"It seems because Manson’s image revolved around violence and goriness, these atrocious actions and comments were all taken to be part of his stage character." In light of the recent accusations against Brian Warner (more commonly known as Marilyn Manson), Viewpoint Editor Sophia Brousset argues that media has played a role in make rhetoric surrounding women's violence look benign.
For years, Brian Warner, more commonly known by his stage name, Marilyn Manson, has personified what was seen as the “nonconformist” side of the music industry (that is if you define nonconformity as being a blatant sadist), which hinges on shock value and the shaking heads of parents everywhere. At the beginning of the month, actress Evan Rachel Wood accused him of grooming, manipulating, and abusing her throughout their relationship which began when she was just 18 and he was 36. Since then, other women have come forward corroborating her story and discussing their own experiences with Warner. The accused’s actions are immensely disturbing, having been alleged of torturing these women using starvation, sleep deprivation, death threats, lashings, rape, and tormentation.
You can call these accusations distressing, appalling, or sickening, but anyone who knows his career cannot call them shocking. The musician loudly spoke about his fantasies to smash Wood’s skull in with a sledgehammer; he told the world about cutting 158 X’s into himself after his break up with Wood; he has depicted himself killing actresses meant to resemble Wood in his music videos.
I understand that much of this violent lyricism is part of the metal genre as a whole. The rhetoric of metal artists is often not meant to be taken literally. It is supposed to symbolise a break from the norm and from the vanilla rather than directly instigate any type of real violence. However, it is certainly concerning that one of the biggest names in metal appears to have taken the lyrics literally. It seems because Manson’s image revolved around violence and goriness, these atrocious actions and comments were all taken to be part of his stage character. He was able to hide in plain sight, being completely unapologetically himself yet facing absolutely no suspicion of being a real abuser.
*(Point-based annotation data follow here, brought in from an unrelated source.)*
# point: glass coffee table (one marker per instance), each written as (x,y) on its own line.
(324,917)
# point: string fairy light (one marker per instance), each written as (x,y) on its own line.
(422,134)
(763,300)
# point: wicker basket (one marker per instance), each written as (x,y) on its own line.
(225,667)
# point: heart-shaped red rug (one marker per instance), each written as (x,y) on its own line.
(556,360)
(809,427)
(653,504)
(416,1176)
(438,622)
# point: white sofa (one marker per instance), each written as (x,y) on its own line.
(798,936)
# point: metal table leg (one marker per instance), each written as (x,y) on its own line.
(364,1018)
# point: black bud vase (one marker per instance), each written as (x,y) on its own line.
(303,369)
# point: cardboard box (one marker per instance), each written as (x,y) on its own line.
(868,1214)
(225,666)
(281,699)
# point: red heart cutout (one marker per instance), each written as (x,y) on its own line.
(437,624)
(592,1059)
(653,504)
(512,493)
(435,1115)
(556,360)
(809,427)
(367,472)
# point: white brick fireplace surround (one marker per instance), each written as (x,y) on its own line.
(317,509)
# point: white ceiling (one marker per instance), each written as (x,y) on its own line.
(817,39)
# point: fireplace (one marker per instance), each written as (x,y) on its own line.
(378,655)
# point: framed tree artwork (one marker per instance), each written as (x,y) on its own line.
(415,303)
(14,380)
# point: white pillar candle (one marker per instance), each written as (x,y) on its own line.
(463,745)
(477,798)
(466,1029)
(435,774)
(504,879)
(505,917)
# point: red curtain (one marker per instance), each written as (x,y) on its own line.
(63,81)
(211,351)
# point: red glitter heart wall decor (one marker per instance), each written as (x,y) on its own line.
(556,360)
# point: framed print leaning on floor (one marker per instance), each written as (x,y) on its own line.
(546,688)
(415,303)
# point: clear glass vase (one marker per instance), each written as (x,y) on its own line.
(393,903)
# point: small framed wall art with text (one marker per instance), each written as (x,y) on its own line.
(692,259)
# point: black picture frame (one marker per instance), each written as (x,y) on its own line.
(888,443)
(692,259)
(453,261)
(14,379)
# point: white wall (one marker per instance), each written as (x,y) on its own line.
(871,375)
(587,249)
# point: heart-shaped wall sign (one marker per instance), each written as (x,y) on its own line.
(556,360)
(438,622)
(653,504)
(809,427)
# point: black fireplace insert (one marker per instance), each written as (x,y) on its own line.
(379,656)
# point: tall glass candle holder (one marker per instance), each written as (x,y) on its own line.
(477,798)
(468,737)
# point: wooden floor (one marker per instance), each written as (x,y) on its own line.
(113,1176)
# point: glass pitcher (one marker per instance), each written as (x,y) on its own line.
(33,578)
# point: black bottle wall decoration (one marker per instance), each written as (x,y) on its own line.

But enough on this vile individual. This problem reflects more significantly on the disgusting levels of normalisation of violence against women. I am not saying we live in a society in which physical abuse against women is socially acceptable; however, we see a clear desire to hurt women peeking through the cracks in subtle (that is, subtle if you do not critically reflect on them for more than thirty seconds) ways. Pushing aside the Manson case (for the love of god, the man called himself Manson and people still act as if this is a shock), off the top of my head, I can think of several examples of mainstream music which blatantly detailed abuse against women; Eminem’s “Kim” in which he disturbingly details his hatred for his-then wife and lays out his fantasy about murdering her; heck, even fun’s “We Are Young” glosses over the fact that it is a story of domestic abuse with its undeniably catchy pop feel.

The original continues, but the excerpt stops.